Liberté est revenu ce matin sur les récentes déclarations du ministre du Commerce sur les menaces proférées contre son département sans pour autant juger utiles, précise le journal, de porter cette affaire devant la justice. Le ministère du Commerce n’a pas jugé utile de déposer plainte contre les cadres de son département licenciés pour leur implication avérée dans des affaires de corruption et de malversations. Comme sanction, le ministre s’est contenté seulement de les limoger, indique Liberté qui rappelle que quand bien même Bakhti Belaïb détiendrait des “preuves et des arguments tangibles” confirmant leur complicité avec des opérateurs économiques indélicats, tel qu’il l’a précisé mardi dernier lors d’une rencontre à la Safex, il n’a pas décidé, pour autant, d’ester en justice ces collaborateurs. Or, les lois de la République exigent du dénonciateur de ce genre de pratiques illicites graves de porter l’affaire devant les juridictions compétentes, le quotidien pour qui M. Belaïb, a préféré ne pas enclencher les procédures judiciaires nécessaires pour ne pas révéler l’identité de ceux qui sont derrière ces lobbies.

Paradis fiscaux : nouvelle fuite de documents des Bahamas

Après les Panama Papers, voici les Bahamas Leaks.

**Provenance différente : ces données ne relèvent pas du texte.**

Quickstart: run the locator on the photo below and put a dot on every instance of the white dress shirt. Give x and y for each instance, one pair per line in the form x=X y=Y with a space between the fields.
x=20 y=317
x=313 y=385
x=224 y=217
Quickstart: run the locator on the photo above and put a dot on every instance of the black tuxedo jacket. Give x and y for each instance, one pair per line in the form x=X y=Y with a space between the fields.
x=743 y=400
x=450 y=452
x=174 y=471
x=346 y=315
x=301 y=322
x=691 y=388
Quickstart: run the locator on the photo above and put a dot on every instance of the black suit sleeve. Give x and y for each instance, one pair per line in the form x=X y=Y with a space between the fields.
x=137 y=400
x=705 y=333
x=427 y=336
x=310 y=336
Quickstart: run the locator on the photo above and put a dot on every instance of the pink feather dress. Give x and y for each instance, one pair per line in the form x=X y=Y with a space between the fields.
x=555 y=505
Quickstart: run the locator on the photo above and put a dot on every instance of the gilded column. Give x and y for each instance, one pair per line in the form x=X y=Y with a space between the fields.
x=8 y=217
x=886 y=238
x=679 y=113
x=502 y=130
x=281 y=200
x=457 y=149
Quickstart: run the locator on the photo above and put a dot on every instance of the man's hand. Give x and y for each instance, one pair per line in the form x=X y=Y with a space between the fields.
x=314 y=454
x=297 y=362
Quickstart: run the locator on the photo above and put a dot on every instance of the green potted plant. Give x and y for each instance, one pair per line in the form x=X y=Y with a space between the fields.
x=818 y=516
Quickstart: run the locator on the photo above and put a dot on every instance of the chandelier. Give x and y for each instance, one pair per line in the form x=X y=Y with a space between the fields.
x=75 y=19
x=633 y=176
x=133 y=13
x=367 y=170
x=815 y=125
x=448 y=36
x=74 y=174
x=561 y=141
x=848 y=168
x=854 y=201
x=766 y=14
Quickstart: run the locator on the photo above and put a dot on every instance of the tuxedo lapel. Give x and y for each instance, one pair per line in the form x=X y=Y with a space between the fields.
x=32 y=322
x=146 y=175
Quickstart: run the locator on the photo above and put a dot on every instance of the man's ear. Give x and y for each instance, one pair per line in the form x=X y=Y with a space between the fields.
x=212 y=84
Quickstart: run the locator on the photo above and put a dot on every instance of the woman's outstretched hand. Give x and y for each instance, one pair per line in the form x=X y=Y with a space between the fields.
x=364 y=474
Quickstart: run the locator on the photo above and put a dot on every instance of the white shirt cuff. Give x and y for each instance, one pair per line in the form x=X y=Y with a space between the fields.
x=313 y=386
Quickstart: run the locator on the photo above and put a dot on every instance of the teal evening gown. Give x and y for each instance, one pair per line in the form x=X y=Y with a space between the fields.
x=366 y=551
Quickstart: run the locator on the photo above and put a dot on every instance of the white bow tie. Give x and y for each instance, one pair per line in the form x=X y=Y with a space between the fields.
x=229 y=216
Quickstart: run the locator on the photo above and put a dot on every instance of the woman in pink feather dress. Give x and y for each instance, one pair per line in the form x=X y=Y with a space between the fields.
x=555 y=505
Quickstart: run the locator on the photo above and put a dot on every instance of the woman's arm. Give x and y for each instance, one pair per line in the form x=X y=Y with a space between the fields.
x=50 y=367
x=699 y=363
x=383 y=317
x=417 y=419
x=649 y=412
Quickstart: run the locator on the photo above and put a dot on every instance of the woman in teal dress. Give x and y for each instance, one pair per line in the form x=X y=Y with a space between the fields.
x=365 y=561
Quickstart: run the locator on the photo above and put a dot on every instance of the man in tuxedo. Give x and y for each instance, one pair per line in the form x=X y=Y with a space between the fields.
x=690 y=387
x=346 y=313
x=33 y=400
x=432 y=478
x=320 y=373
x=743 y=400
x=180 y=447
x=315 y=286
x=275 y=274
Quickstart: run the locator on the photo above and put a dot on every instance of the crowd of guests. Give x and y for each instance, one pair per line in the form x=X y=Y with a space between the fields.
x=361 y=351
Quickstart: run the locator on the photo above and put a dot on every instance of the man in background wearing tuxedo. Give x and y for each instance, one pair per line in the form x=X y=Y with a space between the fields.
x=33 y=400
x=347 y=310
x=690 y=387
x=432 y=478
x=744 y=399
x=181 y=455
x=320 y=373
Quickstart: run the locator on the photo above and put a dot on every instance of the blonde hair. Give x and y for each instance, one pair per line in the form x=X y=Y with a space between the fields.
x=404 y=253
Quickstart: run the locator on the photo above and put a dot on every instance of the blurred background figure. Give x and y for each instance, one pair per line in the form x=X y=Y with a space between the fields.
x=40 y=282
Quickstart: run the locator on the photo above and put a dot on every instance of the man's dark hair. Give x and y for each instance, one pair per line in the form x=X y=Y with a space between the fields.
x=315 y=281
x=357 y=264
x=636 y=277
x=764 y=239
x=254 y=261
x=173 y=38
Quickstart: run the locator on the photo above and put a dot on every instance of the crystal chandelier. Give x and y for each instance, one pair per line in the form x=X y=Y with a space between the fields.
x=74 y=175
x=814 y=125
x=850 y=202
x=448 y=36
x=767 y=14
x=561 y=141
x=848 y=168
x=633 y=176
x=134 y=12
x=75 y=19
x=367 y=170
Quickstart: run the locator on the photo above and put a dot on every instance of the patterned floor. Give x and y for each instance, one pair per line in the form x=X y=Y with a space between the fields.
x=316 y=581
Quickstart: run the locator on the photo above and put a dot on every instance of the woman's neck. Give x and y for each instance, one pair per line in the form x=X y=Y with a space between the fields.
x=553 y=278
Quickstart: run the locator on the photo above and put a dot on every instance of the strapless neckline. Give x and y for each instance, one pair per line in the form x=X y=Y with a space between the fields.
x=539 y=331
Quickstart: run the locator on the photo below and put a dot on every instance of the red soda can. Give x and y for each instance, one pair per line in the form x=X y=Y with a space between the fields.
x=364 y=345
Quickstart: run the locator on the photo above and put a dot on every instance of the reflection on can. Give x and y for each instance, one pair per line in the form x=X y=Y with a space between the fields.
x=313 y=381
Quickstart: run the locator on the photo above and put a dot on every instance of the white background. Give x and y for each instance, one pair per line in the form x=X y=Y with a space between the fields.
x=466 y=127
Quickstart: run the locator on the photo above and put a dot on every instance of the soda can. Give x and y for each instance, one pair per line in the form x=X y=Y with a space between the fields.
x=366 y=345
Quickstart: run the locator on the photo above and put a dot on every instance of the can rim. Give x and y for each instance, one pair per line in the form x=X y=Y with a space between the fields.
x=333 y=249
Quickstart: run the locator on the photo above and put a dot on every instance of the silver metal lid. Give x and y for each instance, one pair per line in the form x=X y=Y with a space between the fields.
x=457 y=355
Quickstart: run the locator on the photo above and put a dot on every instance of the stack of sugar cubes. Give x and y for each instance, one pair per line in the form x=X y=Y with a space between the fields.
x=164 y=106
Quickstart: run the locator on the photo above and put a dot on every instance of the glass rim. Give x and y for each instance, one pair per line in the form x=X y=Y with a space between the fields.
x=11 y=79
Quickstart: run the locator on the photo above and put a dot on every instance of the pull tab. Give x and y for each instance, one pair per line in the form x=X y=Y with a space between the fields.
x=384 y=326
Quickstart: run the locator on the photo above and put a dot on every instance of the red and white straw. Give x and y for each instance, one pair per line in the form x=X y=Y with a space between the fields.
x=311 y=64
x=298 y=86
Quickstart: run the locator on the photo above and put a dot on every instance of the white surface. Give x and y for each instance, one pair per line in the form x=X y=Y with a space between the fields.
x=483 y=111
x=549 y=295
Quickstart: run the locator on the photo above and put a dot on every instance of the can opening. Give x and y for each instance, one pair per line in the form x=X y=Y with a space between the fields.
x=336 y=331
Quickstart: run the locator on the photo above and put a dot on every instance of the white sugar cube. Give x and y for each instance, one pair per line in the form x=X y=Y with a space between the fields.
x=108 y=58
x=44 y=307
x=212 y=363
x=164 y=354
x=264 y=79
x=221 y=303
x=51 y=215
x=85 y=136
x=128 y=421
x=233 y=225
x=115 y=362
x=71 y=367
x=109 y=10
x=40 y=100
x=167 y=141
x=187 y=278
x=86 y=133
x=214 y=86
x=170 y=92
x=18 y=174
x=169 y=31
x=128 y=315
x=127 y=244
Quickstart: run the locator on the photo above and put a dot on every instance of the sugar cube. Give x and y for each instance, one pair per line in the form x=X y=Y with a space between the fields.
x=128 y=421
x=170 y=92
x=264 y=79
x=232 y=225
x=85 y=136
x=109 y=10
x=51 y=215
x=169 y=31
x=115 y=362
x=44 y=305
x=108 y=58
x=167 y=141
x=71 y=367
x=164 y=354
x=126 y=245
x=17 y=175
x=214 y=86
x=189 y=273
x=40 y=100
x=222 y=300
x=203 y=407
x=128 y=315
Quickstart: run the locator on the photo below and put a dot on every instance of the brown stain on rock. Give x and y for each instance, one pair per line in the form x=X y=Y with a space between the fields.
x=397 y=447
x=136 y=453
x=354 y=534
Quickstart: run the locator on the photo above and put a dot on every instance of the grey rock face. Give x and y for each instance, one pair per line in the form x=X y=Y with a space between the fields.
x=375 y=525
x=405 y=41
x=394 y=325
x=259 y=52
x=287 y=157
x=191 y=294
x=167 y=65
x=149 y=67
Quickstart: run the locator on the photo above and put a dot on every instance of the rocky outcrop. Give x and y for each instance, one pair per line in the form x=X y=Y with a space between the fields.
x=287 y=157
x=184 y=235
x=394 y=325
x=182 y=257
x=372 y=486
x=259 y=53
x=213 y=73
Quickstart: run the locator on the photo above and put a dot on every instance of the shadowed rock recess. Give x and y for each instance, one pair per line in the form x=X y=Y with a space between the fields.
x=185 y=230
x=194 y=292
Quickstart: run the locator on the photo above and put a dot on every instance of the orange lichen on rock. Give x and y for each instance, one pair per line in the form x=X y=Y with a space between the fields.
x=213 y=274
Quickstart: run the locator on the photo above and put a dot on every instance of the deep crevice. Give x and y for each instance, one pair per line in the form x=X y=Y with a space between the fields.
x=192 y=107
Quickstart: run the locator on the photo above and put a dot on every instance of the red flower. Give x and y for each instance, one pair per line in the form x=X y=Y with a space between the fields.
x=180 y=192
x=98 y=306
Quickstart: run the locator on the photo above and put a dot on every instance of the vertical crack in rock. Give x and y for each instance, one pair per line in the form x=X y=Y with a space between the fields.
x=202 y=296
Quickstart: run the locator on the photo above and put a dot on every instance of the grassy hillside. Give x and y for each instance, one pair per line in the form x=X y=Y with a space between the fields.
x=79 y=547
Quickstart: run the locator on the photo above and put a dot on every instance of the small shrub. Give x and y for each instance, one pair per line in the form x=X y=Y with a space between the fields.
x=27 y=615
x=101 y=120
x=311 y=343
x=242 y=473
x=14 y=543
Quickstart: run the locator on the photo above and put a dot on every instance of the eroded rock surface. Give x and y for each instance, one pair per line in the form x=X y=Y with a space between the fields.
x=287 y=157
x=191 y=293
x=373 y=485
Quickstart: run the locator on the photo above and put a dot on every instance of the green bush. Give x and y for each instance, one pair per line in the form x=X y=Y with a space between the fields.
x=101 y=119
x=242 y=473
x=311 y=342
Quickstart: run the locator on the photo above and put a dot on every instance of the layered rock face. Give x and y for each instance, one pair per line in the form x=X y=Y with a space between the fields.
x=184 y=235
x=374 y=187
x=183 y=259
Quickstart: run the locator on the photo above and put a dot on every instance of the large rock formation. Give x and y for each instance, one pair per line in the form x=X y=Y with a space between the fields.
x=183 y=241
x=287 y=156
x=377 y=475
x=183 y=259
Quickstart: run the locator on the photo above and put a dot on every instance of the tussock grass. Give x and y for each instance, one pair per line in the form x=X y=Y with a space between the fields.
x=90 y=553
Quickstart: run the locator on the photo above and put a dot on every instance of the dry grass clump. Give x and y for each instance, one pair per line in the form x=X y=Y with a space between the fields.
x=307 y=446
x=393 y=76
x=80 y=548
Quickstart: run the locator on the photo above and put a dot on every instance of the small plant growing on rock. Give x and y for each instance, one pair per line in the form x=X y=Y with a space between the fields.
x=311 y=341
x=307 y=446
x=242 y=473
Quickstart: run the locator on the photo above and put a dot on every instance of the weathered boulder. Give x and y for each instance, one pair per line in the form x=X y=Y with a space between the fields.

Cette nouvelle fuite d’informations concerne plus de 175 000 entreprises enregistrées entre 1990 et le début de 2016 aux Bahamas, pays des Caraïbes reconnus pour être un paradis fiscal. C’est le site web de Radio Canada qui révèle l’information.
Les informations proviennent du registraire des entreprises des Bahamas. Elles ont été obtenues par le quotidien allemand Süddeutsche Zeitung, qui les a partagées avec le Consortium international des journalistes d’enquête (ICIJ) et ses médias partenaires, dont Radio-Canada. On y trouve le nom des sociétés, des fiducies et des fondations, leurs dates de création, leurs adresses, ainsi que les noms des administrateurs. Les actionnaires n’apparaissent toutefois pas dans le registre. Il est possible de consulter ce registre des entreprises à Nassau, capitale des Bahamas, située à une heure de vol de Miami. La version électronique du registre, géré par le gouvernement bahamien, est pour sa part souvent incomplète. De plus, récupérer un seul document coûte au moins 10 $.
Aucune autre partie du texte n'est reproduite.